By Dr. Terry Macaluso, Head of School

It’s funny to remember now—but it was anything but funny at the time.  Saturday, November 26, 1983.  Denver’s Stapleton International Airport (Stapleton was replaced with the current Denver International Airport in February, 1995) received enough snow to shut down the city for 3 days.  This was the Saturday after Thanksgiving, and I had made arrangements to fly to my parents’ home that weekend because I had another obligation for Thanksgiving Day, itself.  When I say, “enough snow to shut down the airport,” I mean 21 inches—not the 2 inches that paralyze Seattle.   For some reason I was able to get to the airport—only to learn that the flight was delayed, then delayed again, then delayed again, then cancelled.  By then all the hotels around the airport were full, and major freeways were shut down completely.

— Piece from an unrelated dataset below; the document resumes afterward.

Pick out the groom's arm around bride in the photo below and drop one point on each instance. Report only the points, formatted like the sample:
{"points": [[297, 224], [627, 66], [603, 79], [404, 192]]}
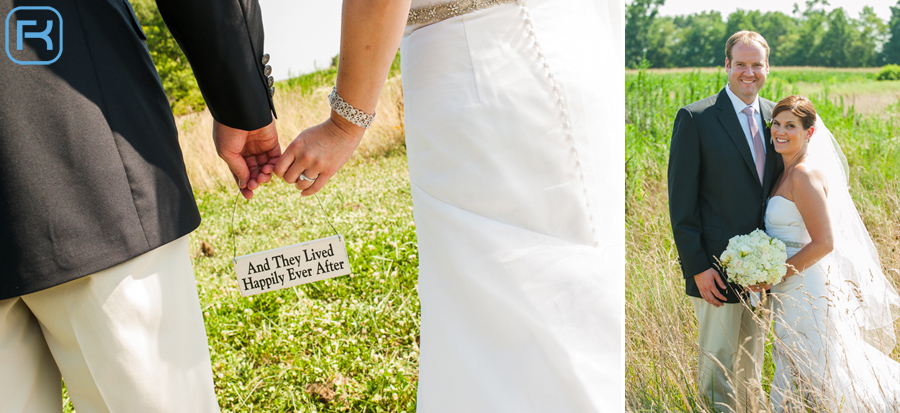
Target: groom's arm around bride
{"points": [[721, 168]]}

The psychological impact of believing that a flight will take place and then not, in a series of 2 hour increments is torture.  If I am a representative of a normal human being, we’re all in trouble; for some reason, every time the announcement reported a delay, I was sure it was true.  It’s just 2 more hours.  I ignored everything that my experience was telling me in favor of a fervent belief that, surely, I would not be spending the night at the airport.  I spent the night at the airport.

And I continued to believe—throughout the day on Sunday, that I could not possibly be asked to spend a second night in the airport.  Of course, taxis would be running.  I should be able to get a shuttle.  Maybe there’s a limo available—expensive, but how long can one go in the same clothes without a shower?  Apparently, one can go for 3 days, because that is how long I spent living at the Stapleton International Airport.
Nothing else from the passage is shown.